Have you thought about the connection issues? I mean like instead of TTL=51 and 5 connections, having TTL=1 and 255 connections, gnutellas size varies in the hundreds of thousands, can the average users system handle connecting to that many nodes at one time, what happens if several of these nodes send data at once, what happens to the bandwidth then? What about firewalls and routing in VPNs? And right now Gnutella allows you to specify the number of connections (where you connect to others) and the number of allowed connections (allow others to connect to you). If you look at limewires network size graphs...

http://www.limewire.com/index.jsp/size

You will see that around 1/8th accept incoming connections, that means if they connect to 8 hosts, they allow only 1 host to connect to them on average.

Milhouse August 3rd, 2001 11:12 AM

I'm getting the impression that you are looking to have computers cache their connections list and then send them instead of passing along pongs...

Clip2 also has something called a reflector... A reflector acts as a super node which passes info along to computers below it... the only problem is that you would always need some central computers that would have higher TTL's inorder for someone out there to have any sort of cache...
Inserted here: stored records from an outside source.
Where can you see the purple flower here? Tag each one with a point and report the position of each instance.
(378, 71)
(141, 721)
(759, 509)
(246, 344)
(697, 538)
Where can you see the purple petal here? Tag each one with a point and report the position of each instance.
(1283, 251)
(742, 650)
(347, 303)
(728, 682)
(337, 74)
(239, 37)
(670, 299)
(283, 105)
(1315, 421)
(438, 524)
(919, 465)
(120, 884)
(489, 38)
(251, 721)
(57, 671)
What really should be done is query caching that would reduce the network traffic alot... limewire has a proposal on their site about this... I don't think that caching IP's would help because then you would be sending larger pongs less frequently instead of smaller pongs more frequently... and the you'd only be saving some of the header info for bandwidth...

As for standard I think most clients come with them set TTL = 7, some like Limewire have the nice option of keeping others below a certain TTL... so you don't get outragoeus TTL's from some people...
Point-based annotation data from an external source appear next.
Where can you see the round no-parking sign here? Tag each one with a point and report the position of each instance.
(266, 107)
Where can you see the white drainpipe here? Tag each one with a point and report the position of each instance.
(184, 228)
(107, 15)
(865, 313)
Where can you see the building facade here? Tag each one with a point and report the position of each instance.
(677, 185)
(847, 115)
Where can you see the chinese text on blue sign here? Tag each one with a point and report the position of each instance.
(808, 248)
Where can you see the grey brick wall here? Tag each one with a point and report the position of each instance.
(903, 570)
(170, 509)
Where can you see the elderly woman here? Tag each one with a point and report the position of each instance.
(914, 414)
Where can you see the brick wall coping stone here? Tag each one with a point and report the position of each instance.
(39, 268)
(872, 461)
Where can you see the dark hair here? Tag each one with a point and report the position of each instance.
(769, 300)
In regards to the connections vs. TTL basically TTLs give you exponential growth on the network and connections are more or less linear... a quick example...

Connection = 5
TTL = 4

Assuming every node has the same settings you would see 5^4 nodes or 625 nodes...

Increase the connection to 6

Connection = 6
TTL = 4

Once again assume all nodes on the network have the same settings this would give you 6^4 or 1296 nodes

now instead increase the TTL to 5 and keep the connections the same

Connection = 5
TTL = 5

Assuming all nodes have the same config... now you see 3125 nodes... increasing the TTL gives you far more of a horizon...

from the example... Connection = 255 and TTL = 1 would give you only 255 people to search from.... a TTL = 51 and 5 connections would give you 4.4 * 10^35 connections... that's more connection than are possible on the current network...

the graph dictates which clients can accept new incoming connections... ie: if you have a Gnucleus it gives you a min and a max connection numbers... the min is how many people Gnucleus will proactively connect to... the max is how many open connections you will accept at one time... so lets say you set min = 5 and max = 7... gnucleus will connect it self to 5 people... then after those are set up it will accept 2 more... once those are full gnucleus stops accepting incoming connections... and then the person running the program drops off the "accepts incoming connections" graph... so really it's not a count of how many people have incoming connections its a count of how many people will accept "new" incoming connections... some other people in the other portion of the graph may have only incoming... after about 1/2 hour most of my connections are incoming anyways...

dbl_221 August 6th, 2001 04:20 PM

TTL is the standard way of putting a limit on the number of hops a packet can be passed. Setting a TTL to 7 sets your Horizon to 7 hops.

This means that you can't "see beyond" 7 host hops. If we did not have a TTL or similar mechanism every packet would be passed on forever.

This would result in an everincreasing number of packets on the internet. If no packets were ever discarded the number of packets would very quickly shutdown every router on the internet.